Depuis quelques semaines, je m’englue, je sens que la tentation de plonger est grande. Alors, j’ai trouvé ce truc, qui en vaut un autre, un son, un déclic dans ma tête que je déclenche à volonté. Cela peut ressembler au bruit d’une arme que l’on amorce, à ce geste que je ne ferai pas, que j’imagine seulement. C'est effrayant et pourtant, l'effet est là, positif, il désamorce le drame, m’empêche de sombrer, me retient au bord du gouffre.
Une fois levée, ne me reste plus qu’à accepter l’évidence, que la journée soit là, le vide aussi, l’insignifiance de mes journées. Une journée qui commence à midi, et dont le long tunnel ne se terminera qu’une heure avant ta venue, ce soir. Alors, je serai habillée, la vaisselle sera faite, tout sera rangé, propre, je serai heureuse. En attendant, je ne vis plus, je ne suis plus que rien, il me semble être sans présent, sans avenir, sans but.
Seule Miaou accueille d'un miaulement doux et d'un étirement de patte compréhensif mon réveil tardif. Avec elle, j'ai droit à tout le bataclan, à des égards de reine.
Parfois le téléphone sonne. Il peut-être 14 ou 15h. Ce peut-être une amie, de longue date. Ce peut-être un des membres de ma famille. On fait mon numéro, on veut ma voix, mon oreille. Miaou me regarde. Je regarde le combiné.
« Allo, c’est Martine, tu vas bien ?
-          Oui, enfin…
-          Bon, parce que moi pas du tout, devine…
Elle me raconte ses drames, je l'écoute. Aucune place pour ma voix, mon tour de parler, ma vie. Cela dit, rien à dire.

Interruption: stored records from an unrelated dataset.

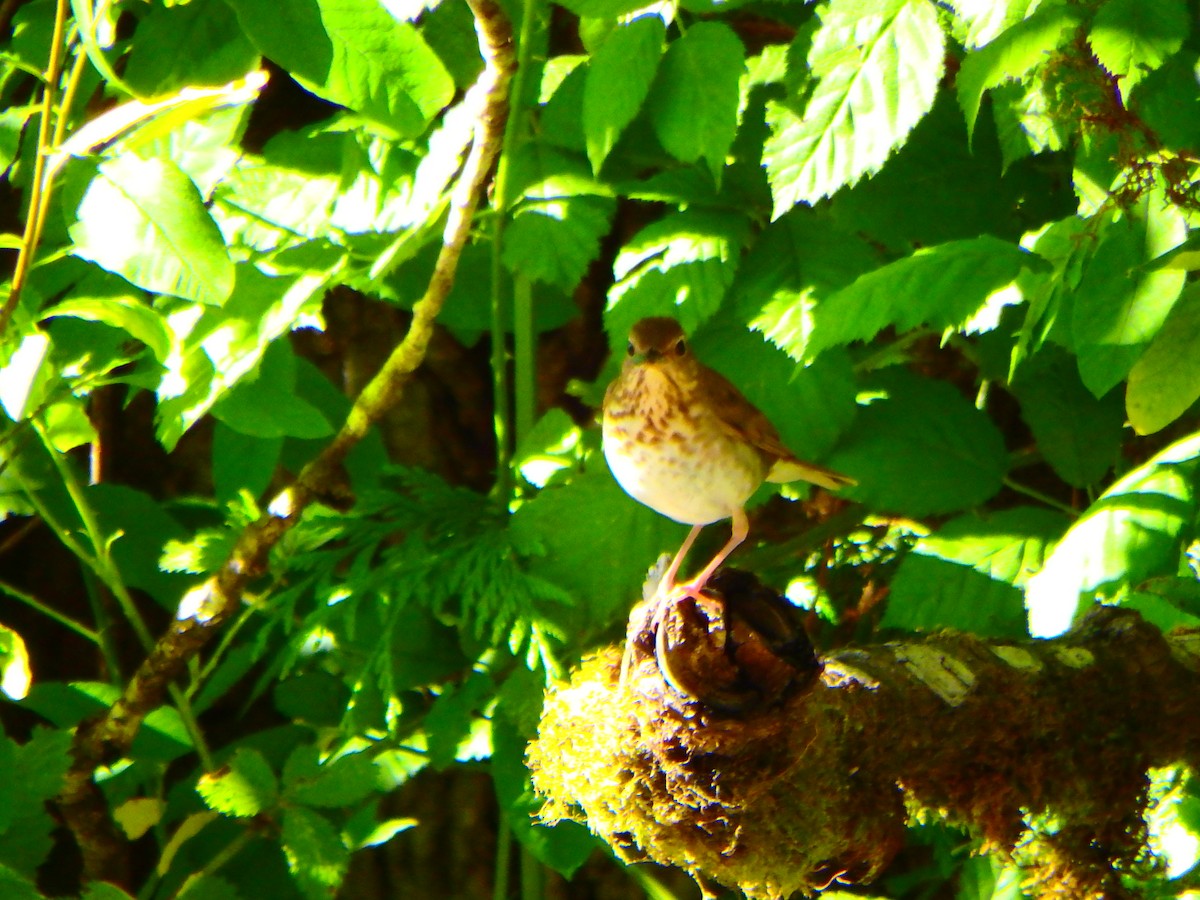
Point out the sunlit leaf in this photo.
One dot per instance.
(618, 79)
(1165, 382)
(145, 221)
(1133, 532)
(876, 69)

- Quelle chance tu as d’être avec Eric, quel homme ? Et puis, tu as du temps pour toi, tu devrais en profiter. Ecrire ? Lire. Moi, je n’ai plus le temps, ma pauv’ Estelle quelle vie, et mes parents, tu vois… Enfin bon, tu comprends. Je raccroche, il faut que j’y aille, on m'attend. Quelle chance tu as d’être en province, ici si tu savais, c’est de la folie pure. Je t’envie."
Je suis assise sur le canapé, seconde pièce de l’appartement. Il y a la table de cuisine derrière, la porte qui donne sur le palier, à droite la porte de la chambre à coucher. Je ne m'envie pas. Tout ici est mon univers, mon refuge, ma prison. J’en fais le tour en trois ou quatre pas, c’est selon. Heureusement, en face, par delà le balcon, il y a le ciel, les nuages. Le spectacle est toujours changeant, il évolue. Cela me rassure que le ciel puisse changer, qu’il y ait au moins cela qui change.
Après le coup de fil de Martine, un grondement prends corps en moi, qui me tétanise. J’essaye ce truc du déclic, de l’arme que l’on amorce et qui désarmorce, ce truc qui fonctionne généralement, mais là rien ne se passe. Cela ne suffit pas. N’y de penser à toi. Tu ne sais rien de toutes manières de ce moi que je te cache. Le grondement est là, la solitude encore plus grande, misérable, sans fards. Oh oui, quelle chanceuse je fais entre mes quatre murs, à ne même plus savoir où aller tellement c’est triste d’y aller seule, à ne plus vivre que pour les heures que je vis en couple. Quelle veine j'ai de tellement de honte, d’avoir tant envie d’être normale, intégrée. A l'heure où les enfants des autres rentrent de l'école en criant, je donnerais ma peau pour une vie sociale.
Le grondement sonore s’intensifie, les clics s’affolent, paniquent de ne servir à rien. Puis, je croise le regard de Miaou qui n'a cessé de me suivre, vigilante, juchée sur le sommet du canapé telle une statue egyptienne. Elle cligne des yeux doucement et la pression dans mon crâne se dissipe. Nous comptons à l'unisson dans un sourire et sur nos doigts le résultat, soulagées, il est 17h, une vie de plus un jour de moins.